As to the assessment of patient satisfaction, similarly to other leading authors [20], patients were simply interviewed during the follow-up. The main limitation of this and other series is the lack of formal data on functional outcome after these techniques. Patients were assessed clinically for cosmesis, and were questioned about satisfaction and sexual function, but outcomes were not collated using any validated questionnaires. This remains a goal for the future and might be more effectively achieved using surgery-specific Patient Reported Outcome Measures questionnaires.

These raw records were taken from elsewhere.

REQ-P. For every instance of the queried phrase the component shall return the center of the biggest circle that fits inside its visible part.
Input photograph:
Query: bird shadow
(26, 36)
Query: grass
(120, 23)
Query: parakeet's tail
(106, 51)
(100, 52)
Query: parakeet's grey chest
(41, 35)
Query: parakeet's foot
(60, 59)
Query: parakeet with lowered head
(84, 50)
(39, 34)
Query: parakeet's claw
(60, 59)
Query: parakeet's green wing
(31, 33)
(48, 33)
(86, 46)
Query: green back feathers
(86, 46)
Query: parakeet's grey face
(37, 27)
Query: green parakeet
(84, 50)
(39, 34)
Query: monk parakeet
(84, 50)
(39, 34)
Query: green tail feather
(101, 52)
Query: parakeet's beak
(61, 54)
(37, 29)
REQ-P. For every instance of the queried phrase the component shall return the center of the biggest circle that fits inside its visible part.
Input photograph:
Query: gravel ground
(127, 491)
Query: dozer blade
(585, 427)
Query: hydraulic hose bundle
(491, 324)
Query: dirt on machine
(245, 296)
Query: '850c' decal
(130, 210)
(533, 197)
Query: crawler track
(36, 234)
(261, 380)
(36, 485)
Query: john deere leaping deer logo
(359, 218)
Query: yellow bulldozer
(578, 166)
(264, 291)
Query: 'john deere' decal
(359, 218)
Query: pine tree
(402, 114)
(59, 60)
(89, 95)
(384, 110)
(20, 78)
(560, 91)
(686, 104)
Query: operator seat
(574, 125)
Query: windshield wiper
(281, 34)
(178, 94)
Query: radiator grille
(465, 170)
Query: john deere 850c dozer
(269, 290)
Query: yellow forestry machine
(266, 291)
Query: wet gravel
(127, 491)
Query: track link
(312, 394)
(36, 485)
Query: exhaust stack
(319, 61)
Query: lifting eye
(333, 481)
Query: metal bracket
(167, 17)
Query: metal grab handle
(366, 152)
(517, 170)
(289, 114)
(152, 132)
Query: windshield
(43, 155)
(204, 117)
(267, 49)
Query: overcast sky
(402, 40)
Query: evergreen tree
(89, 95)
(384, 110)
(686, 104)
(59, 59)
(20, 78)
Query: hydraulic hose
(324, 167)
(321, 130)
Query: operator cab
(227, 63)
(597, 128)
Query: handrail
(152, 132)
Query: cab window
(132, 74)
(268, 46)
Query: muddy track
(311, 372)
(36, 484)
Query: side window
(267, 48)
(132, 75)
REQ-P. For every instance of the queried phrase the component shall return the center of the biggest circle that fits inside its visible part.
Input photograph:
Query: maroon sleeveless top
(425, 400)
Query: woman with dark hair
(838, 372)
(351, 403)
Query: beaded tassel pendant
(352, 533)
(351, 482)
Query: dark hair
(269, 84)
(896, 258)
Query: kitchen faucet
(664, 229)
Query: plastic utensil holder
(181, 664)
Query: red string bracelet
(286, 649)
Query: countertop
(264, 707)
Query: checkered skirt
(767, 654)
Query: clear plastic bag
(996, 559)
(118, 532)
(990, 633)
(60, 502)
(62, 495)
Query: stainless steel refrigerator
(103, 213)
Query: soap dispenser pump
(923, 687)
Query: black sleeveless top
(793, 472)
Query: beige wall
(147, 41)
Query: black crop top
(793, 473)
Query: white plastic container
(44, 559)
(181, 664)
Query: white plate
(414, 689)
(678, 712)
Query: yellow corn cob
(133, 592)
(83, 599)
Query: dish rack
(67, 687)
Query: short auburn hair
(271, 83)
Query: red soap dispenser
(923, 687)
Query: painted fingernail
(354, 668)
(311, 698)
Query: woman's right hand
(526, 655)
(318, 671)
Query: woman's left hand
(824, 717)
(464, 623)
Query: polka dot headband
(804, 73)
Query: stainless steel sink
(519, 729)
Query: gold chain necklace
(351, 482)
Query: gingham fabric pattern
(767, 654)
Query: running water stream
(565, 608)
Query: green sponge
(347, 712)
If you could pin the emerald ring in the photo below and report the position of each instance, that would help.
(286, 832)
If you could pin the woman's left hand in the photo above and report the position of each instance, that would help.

In conclusion, penis-sparing surgery coupled with neo-glans reconstruction is an adequate treatment in rigorously selected patients with either benign, premalignant or malignant penile lesions. While preserving a good aesthetic appearance of the penile shaft, the goal of all these techniques is to maintain a functional penis in terms of both urination and sexual function, without jeopardising cancer control.

Conflict of interest

I declare that me and my co-Authors don’t have any conflict of interest.

Acknowledgement

The surgical techniques described in this article were developed and suggested to us by Dr. Aivar Bracka, without whose teaching and guidance it would not have been possible to obtain these positive results.